Klingt erst mal absurd. Autobahnbrücken sind nicht schön, dafür nützlich. Die Brücke, die Rosenbaum abreißen möchte, hatte aber nie einen wirklichen Mehrwert. Sie führt Autos in Höhenlage über den Breitenbachplatz, dahinter hört sie einfach auf, entlässt ihre Last per Rampe in die Schildhornstraße. Der geplante Weiterbau bis zur Westtangente in Steglitz kam wegen Anwohnerprotesten nicht mehr zustande. Eigentlich ist allen klar, dass die Brücke wenig Sinn ergibt, die Sicht verstellt und den Platz verschattet, aber man hatte schließlich Jahrzehnte Zeit, sich daran zu gewöhnen.

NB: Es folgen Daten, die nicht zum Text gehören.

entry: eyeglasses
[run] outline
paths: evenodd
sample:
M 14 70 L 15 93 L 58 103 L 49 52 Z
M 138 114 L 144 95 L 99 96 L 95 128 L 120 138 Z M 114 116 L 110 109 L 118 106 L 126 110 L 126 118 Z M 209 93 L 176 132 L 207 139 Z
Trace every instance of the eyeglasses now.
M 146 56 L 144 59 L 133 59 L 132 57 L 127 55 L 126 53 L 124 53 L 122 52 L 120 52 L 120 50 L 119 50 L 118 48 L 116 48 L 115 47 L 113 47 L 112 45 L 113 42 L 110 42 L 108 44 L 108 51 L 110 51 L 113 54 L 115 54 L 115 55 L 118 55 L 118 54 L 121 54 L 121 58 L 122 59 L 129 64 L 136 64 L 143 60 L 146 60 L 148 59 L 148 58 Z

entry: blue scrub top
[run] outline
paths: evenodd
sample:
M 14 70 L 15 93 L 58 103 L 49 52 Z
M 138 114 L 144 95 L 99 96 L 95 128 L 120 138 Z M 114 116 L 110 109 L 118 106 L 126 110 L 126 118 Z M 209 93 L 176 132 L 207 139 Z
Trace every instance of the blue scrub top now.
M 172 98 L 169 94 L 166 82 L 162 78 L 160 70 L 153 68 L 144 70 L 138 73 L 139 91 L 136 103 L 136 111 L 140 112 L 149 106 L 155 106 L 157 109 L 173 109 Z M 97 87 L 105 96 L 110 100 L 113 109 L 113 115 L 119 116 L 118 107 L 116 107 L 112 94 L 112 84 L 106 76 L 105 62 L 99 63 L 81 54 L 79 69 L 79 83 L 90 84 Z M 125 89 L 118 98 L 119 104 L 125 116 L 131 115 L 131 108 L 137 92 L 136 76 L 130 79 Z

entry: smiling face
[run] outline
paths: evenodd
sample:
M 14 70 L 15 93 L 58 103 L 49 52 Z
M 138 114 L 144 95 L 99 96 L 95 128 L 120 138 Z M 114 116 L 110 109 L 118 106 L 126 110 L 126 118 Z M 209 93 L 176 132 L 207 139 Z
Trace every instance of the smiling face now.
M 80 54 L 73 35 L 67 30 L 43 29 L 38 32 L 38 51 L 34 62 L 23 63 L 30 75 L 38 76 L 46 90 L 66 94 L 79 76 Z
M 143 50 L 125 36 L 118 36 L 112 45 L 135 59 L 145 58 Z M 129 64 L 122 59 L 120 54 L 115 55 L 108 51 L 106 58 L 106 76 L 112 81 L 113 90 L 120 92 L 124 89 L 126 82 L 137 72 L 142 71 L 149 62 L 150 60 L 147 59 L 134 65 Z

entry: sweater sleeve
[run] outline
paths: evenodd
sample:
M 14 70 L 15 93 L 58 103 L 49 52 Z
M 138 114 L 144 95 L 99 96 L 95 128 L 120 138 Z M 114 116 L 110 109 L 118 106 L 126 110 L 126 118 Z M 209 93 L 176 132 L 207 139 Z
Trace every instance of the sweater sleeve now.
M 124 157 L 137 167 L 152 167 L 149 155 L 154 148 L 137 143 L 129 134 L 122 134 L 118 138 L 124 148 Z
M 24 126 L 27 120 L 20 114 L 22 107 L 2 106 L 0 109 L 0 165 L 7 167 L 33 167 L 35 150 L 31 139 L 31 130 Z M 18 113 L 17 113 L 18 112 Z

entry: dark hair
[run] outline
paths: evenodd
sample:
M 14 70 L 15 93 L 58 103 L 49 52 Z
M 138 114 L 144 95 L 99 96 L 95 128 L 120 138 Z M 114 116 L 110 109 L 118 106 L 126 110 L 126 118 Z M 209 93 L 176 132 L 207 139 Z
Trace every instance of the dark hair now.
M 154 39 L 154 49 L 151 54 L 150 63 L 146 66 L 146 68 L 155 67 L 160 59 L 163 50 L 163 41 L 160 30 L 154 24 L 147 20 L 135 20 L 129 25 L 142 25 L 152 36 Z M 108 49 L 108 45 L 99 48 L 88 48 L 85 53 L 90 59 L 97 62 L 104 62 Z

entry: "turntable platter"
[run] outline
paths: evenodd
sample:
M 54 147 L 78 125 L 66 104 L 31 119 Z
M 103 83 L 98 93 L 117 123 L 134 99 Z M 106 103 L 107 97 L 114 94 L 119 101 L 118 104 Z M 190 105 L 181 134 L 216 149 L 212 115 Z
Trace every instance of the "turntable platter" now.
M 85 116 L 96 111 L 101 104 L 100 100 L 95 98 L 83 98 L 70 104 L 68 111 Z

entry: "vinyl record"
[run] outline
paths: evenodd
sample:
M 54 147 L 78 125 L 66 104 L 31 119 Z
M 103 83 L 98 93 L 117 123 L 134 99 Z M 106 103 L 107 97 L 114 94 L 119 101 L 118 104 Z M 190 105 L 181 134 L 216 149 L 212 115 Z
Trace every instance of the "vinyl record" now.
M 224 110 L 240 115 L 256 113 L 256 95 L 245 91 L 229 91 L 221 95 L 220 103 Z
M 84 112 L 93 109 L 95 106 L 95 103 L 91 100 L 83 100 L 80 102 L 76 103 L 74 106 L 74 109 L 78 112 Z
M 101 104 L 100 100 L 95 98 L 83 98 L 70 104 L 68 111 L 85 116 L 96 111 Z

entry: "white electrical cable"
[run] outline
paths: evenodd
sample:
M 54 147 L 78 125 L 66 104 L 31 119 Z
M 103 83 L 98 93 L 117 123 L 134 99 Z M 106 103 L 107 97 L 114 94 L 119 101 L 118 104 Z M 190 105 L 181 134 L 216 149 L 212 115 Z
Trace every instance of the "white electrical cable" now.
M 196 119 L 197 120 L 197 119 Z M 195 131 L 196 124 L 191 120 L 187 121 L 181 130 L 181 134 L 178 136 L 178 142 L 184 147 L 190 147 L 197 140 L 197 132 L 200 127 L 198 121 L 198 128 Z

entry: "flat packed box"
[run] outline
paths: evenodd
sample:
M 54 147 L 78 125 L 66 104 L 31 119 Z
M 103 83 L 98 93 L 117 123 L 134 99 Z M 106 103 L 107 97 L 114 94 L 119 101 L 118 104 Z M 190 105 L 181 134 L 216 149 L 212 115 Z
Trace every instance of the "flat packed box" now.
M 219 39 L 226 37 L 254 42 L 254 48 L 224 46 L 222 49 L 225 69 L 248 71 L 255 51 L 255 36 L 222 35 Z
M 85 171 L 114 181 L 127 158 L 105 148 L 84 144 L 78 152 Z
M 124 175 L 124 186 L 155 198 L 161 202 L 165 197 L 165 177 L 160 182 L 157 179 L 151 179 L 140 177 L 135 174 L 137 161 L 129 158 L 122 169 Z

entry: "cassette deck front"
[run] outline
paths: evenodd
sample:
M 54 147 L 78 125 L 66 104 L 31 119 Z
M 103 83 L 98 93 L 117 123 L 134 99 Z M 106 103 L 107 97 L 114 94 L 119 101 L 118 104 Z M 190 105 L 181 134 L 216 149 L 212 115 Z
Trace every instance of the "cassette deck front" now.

Leben im Schatten. Die Autobahnbrücke zur Stadtautobahn am Breitenbachplatz ist ein Zeugnis längst aufgegebener Verkehrsplanung. Wenn es nach Ulrich Rosenbaum ginge, würde sie schnellstmöglich abgerissen.
Leben im Schatten. Die Autobahnbrücke zur Stadtautobahn am Breitenbachplatz ist ein Zeugnis längst aufgegebener Verkehrsplanung. Wenn es nach Ulrich Rosenbaum ginge, würde sie schnellstmöglich abgerissen.

© Heinrich

Ulrich Rosenbaum wohnt seit 1999 in der Nähe und will sich nicht gewöhnen. Er ging zum SPD-Landesparteitag, sprach den Verkehrsstaatssekretär Christian Gaebler an. Der habe sich positiv geäußert. Über einen Abriss werde in der Partei schon länger diskutiert, sagt auch die SPD-Abgeordnete Ina Czyborra, die am Breitenbachplatz aufgewachsen ist. Hans Stimmann, ehemaliger Senatsbaudirektor, ebenfalls in der SPD, würde sogar den gesamten Schmargendorfer Autobahnabzweig der ehemaligen A 104 abreißen und so der „hypertrophen Wohnmaschine“ an der Schlangenbader Straße, die auf einer Länge von 600 Metern über die Autobahn gebaut wurde, den „Anschein von Fortschrittlichkeit“ nehmen.

Damit hat er sich mitten in die Debatte um die Architektur der Nachkriegsmoderne begeben. Die „autogerechte Stadt“ mit ihren Monumenten wie ICC, Bierpinsel und eben der Schlangenbader Straße hält Stimmann für einen Irrweg. Jüngere Architekten, Designer und Kunsthistoriker begeistern sich dagegen an dem ungebrochenen Fortschrittsglauben dieser Zeit. Kerstin Wittmann-Englert, Kunsthistorikerin an der TU, verfasste kürzlich eine Art Ehrenerklärung für das Stadtkonzept der sechziger und siebziger Jahre. „Diese Bauten sind mit und für den Verkehr geplant, ihre ästhetische Gestaltung auch auf die Perspektive aus Fahrersicht ausgerichtet.“ Darin liegt vielleicht der Kern des Problems. Autofahrer nehmen die Bauten in kurzer Zeit aus vielen unterschiedlichen Perspektiven wahr, die Anwohner schauen jedoch immer auf dieselben ausdruckslosen Betonflächen und vergleichen sie mit den Schwarzweißfotos kleinteiliger, für den Spaziergänger gemachter Architektur von früher.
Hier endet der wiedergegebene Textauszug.